0369 ここ以外であれば、どこへでも③
私がかつて書いていた物語の登場人物に、神谷という名の大佐がいる。設定は、日本陸軍の歩兵連隊連隊長である。
彼は軍刀を愛し、銃を好んだ。戦争というよりは、戦闘に興味があるので、たくさんの命を奪う兵器を何より慈しむ、それ以外には興味がないという人物である。
実際にあった組織を舞台として使ってはいるが、そこは創作である。「物語」として、私は彼の部下の一人を兵器にした。
人間の形をしているが、喜怒哀楽の感情がなく、持ち主である神谷大佐に教えられたとおり、望むとおりに敵を殺す武器である。持ち主以外が何を教えても、大佐の言葉だけが正しいので、絶対に受け入れない。受け入れたとしても、大佐の教えたレールに沿った解釈を行うために、どうしても発想が兵器の枠を出ない、という少年兵である。
彼らを考え付いた当時はまだ、人工知能という物は今ほど身近ではなかったが、もし今この話を書くとしたなら、私はAIをモチーフにして、この兵器を書いたろう。
死への恐怖がない。殺し方は教えない。道具を与えるだけで、あとは学習をする。
米国のAIパイロットのように、人が命を守ろうとする動作につけ込んで、そして、己は死ぬ意味も恐怖もないために、的確な、迷いのない判断で、敵を殺すのである。
そして、その兵器をこよなく愛する神谷大佐は、冷たくて優しい、己の言うことを確実に守る「物」を最後まで手放さない。たとえ物理的な距離があろうとも、彼は言葉で兵器を縛る。
開高健は、物を愛する人間は、人間に絶望していると書いた。物は変貌せず、沈黙したまま、触れられるまでは動こうとしないからだという。

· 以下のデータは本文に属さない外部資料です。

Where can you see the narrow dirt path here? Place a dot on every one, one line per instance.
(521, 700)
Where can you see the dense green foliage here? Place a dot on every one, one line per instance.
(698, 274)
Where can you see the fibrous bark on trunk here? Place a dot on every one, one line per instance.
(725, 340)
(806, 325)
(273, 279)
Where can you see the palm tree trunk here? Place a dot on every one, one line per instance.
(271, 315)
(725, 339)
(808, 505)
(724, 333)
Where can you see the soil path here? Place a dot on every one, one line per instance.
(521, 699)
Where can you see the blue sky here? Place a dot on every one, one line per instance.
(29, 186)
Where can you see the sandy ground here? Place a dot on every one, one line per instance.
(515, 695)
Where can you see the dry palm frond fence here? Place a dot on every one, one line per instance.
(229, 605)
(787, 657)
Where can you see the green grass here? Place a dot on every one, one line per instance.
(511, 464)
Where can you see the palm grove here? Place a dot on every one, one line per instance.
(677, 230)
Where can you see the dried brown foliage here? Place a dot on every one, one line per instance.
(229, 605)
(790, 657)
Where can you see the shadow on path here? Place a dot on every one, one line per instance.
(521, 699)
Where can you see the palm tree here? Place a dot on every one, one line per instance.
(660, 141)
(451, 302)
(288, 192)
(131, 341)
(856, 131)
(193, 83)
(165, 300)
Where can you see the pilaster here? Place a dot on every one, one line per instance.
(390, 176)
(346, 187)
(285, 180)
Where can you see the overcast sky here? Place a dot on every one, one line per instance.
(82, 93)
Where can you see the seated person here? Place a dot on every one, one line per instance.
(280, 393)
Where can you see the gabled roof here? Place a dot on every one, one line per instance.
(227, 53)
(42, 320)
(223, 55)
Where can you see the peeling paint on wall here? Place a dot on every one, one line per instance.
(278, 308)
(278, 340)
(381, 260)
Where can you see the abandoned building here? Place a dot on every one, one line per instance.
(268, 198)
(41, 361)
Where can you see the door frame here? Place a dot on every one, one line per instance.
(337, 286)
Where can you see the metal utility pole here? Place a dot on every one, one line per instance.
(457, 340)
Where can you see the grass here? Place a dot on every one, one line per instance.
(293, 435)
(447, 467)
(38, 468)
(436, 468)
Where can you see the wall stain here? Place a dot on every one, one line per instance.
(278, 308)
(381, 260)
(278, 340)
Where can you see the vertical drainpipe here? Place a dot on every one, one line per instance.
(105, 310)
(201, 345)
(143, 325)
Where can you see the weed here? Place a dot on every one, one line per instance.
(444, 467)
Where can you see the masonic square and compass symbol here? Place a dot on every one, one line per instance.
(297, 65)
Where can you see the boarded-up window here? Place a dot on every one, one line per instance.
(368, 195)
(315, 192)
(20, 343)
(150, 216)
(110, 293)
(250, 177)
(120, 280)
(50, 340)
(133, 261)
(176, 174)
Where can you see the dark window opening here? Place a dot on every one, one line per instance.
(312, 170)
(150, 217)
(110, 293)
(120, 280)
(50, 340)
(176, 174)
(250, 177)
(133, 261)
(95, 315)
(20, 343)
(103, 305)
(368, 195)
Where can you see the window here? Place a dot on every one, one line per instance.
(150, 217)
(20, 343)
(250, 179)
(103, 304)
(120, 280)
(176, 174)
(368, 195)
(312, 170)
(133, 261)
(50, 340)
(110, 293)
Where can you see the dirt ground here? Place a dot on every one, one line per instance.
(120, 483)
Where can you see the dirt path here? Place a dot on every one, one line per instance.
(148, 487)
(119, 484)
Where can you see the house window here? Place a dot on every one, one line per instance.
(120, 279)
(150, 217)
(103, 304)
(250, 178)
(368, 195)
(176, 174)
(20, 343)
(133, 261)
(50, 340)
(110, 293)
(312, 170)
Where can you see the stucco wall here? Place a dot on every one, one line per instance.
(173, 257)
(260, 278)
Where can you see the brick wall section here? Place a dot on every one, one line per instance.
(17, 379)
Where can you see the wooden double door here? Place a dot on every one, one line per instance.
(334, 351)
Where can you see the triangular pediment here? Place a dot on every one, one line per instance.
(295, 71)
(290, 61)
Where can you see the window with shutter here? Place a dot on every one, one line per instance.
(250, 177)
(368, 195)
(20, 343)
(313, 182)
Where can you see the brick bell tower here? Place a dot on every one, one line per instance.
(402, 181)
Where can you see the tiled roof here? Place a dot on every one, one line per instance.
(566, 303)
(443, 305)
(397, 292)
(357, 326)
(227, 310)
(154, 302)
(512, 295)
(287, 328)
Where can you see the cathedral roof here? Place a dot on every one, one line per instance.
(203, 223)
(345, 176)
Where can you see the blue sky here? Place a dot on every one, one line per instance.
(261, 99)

この大佐は、何に絶望し、兵器に傾倒したのだろう、などと考えながら、彼ではなく私がそうだから、私の代わりに大佐は兵器を大切にするのだという結論に達したのだった。
私は人間が好きではない。ただ、生きていくためには人間である必要があることくらいは分かるので、社会性のある生き物としてなんとかかんとか暮らしているし、危ないことを実際に実行しようという気もない。
ただ、創作くらいは……
戦争の本ばかりを読んでいた10代のころ、そういう本ばかりを読んでいるというだけで、いずれ犯罪を起こすのではないかと母に言われ続けていた。
母は、「お前には兄弟がいるのだから、迷惑をかけるな」と私を怒ったものだった。
だから、自分の内を吐き出して、作り話である創作の中くらいでは、私はこの大佐となったって親族に迷惑をかけることなく、人間が嫌いでいていいはずだ。
私にとっての言葉とは、創作とは、この世を生きるための仮の姿を支えるための影である。